Soil compaction is an annual spring time concern for farmers, gardeners and anyone else working on wet soils. But what is compaction and why is it such a concern?
First, think about what a healthy soil looks like. If you could dig up a column of healthy soil without disturbing it, you would find a balance between solids and pore space. The pore space would be partially full of water and also contain room for gases. The solid material would be a mix between minerals and organic matter. This combination of solids, liquids, and gases allows plant roots to grow, access minerals, and exchange gases with the atmosphere.
Now, think about taking that same column of soil and compressing it into a smaller space or volume. You would have the same amount of solids but less pore space. Furthermore, the solids that are there may have been crushed and are now smaller and packed tighter. We have effectively created a space where it is harder for roots to grow, to access water and nutrients, and to exchange gases with the atmosphere. All three of these are essential for healthy plant growth.
So how does compaction happen? Soil compaction can happen in any number of different ways – from driving heavy equipment on a field, having a hard driving rain on unprotected soils, or by humans and animals just walking. And it can happen at different locations within the soil – at the soil surface, below a plow layer, or on the side walls of planting furrows.
And what makes soils more vulnerable to being compacted? In general, in our area the wetter a soil becomes the more likely it is to become compacted if a pressure is applied to it.
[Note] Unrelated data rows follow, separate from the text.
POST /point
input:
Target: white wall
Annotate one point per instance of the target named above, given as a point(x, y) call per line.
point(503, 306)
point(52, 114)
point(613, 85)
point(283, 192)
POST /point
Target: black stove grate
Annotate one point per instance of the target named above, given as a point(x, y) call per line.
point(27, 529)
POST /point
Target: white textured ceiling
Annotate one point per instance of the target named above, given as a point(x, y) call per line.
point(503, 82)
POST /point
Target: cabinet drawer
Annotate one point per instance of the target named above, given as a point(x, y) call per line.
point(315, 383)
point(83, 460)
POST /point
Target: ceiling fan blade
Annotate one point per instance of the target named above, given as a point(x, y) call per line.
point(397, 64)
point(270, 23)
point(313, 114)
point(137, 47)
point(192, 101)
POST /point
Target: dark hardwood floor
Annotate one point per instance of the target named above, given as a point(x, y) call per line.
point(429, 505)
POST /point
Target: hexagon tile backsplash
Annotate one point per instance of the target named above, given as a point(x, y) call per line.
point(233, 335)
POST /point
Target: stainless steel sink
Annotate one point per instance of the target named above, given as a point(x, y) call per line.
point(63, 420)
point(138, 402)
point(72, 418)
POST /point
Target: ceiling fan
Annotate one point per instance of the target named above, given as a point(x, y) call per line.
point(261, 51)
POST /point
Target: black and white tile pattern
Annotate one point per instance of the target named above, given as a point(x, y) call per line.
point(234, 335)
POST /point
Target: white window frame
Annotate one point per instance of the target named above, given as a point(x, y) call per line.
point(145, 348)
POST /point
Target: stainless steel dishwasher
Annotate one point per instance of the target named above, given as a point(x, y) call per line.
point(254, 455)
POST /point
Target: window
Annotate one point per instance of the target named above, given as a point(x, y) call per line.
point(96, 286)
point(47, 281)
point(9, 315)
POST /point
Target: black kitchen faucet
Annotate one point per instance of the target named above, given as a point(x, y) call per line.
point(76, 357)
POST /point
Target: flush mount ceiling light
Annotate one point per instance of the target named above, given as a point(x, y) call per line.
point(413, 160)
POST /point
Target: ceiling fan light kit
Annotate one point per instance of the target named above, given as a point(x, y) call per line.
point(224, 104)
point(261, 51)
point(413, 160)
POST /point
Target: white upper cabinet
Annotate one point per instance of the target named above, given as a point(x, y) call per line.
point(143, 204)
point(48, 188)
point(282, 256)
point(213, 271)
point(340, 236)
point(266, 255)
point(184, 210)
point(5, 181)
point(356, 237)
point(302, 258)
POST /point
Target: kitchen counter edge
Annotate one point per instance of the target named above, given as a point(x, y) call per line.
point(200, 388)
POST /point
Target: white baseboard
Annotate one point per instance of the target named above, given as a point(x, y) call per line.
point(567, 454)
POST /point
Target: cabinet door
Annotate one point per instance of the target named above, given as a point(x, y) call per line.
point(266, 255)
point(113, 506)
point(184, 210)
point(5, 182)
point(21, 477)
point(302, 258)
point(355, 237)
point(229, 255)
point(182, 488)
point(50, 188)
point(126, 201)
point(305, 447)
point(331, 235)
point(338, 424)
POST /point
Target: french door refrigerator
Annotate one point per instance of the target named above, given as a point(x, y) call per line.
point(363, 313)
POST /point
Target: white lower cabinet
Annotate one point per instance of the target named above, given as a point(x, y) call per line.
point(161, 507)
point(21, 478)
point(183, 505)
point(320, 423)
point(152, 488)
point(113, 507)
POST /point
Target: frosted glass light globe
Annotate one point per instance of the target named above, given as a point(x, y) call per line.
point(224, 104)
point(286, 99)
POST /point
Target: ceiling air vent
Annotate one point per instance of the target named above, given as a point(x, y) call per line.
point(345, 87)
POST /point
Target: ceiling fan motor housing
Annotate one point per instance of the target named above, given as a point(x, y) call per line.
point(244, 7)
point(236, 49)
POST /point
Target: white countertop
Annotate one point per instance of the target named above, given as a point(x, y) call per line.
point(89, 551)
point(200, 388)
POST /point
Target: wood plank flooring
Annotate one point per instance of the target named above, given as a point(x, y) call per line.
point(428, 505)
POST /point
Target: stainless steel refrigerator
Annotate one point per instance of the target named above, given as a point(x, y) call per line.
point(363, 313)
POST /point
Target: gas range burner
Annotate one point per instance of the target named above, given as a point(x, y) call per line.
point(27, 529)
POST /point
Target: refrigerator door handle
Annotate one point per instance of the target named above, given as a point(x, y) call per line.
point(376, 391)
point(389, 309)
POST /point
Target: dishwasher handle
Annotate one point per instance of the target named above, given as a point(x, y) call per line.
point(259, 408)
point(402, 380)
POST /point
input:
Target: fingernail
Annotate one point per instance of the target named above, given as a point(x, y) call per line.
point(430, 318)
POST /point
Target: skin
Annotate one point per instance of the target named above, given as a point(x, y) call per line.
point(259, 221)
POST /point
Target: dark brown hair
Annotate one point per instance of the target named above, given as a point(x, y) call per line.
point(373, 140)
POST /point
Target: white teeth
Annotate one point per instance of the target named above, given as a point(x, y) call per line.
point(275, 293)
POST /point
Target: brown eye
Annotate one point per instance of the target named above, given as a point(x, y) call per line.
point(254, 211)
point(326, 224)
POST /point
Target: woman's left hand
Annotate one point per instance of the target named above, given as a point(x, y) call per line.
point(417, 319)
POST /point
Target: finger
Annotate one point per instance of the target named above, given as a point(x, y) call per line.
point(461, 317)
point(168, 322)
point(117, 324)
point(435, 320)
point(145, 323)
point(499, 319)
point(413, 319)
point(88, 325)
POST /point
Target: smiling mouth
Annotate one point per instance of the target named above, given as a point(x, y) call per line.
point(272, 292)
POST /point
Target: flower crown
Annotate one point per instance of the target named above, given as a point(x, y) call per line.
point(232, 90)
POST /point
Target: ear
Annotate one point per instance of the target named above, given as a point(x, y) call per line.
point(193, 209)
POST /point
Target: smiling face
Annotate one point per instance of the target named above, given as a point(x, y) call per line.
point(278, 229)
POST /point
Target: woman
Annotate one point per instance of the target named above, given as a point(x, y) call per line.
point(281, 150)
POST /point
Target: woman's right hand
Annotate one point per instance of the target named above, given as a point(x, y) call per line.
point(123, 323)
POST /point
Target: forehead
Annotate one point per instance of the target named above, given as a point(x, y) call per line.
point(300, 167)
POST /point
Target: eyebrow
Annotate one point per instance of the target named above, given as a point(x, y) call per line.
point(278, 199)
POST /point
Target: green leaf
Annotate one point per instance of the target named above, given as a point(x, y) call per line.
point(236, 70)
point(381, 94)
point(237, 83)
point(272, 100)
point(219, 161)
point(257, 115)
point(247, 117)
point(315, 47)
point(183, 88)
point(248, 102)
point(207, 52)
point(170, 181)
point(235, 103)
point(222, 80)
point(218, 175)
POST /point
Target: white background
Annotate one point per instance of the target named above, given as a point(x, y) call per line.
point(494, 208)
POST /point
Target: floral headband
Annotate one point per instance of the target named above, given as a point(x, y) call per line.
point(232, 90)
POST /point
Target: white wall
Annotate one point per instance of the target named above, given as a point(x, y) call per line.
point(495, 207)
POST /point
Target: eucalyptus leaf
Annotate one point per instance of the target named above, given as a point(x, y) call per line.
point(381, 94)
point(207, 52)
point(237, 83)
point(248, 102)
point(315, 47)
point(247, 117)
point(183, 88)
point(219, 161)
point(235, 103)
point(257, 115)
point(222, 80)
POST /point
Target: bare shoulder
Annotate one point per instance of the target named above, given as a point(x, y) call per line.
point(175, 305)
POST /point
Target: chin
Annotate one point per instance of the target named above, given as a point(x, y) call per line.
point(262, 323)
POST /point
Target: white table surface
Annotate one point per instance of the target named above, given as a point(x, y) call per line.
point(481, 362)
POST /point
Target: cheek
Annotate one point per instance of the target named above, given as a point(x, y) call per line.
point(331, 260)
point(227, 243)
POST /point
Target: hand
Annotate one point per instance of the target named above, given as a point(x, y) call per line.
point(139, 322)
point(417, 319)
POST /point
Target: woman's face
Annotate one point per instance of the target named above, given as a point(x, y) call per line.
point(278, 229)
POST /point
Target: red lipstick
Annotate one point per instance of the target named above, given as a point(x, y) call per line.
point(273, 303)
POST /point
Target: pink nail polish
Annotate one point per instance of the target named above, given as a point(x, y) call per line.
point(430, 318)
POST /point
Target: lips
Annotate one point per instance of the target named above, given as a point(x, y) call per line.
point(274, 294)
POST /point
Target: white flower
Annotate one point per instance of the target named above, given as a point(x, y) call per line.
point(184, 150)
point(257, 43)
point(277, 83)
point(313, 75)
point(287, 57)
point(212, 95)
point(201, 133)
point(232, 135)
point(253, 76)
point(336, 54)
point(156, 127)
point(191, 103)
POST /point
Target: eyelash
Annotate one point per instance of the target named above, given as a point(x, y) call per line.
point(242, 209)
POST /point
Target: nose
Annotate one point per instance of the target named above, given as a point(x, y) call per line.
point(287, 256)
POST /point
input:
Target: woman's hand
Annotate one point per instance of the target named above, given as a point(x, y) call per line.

This is obviously a great concern in the spring when you combine snow melt and regular rainfall with the need to get crops planted. While getting crops planted in a timely manner is important for maximizing potential yield, creating compaction issues while planting that crop can offset all of the advantages of planting early.
Remember this basic rule of thumb for deciding if your field or garden is too wet to work in. Pick up some soil from the field or garden. Now press that soil between your hands and release. If the soil stays in a ball, then it is too wet. If it crumbles apart you are good to go. And remember, not all compaction is bad. We need good seed-to-soil contact for our crops to germinate well. We accomplish this in part by pressing the soil around seed that has been placed in a furrow. That is what press wheels are for on planters. The trick is to not press too hard and to wait for the correct environmental conditions so our compaction does good and not harm.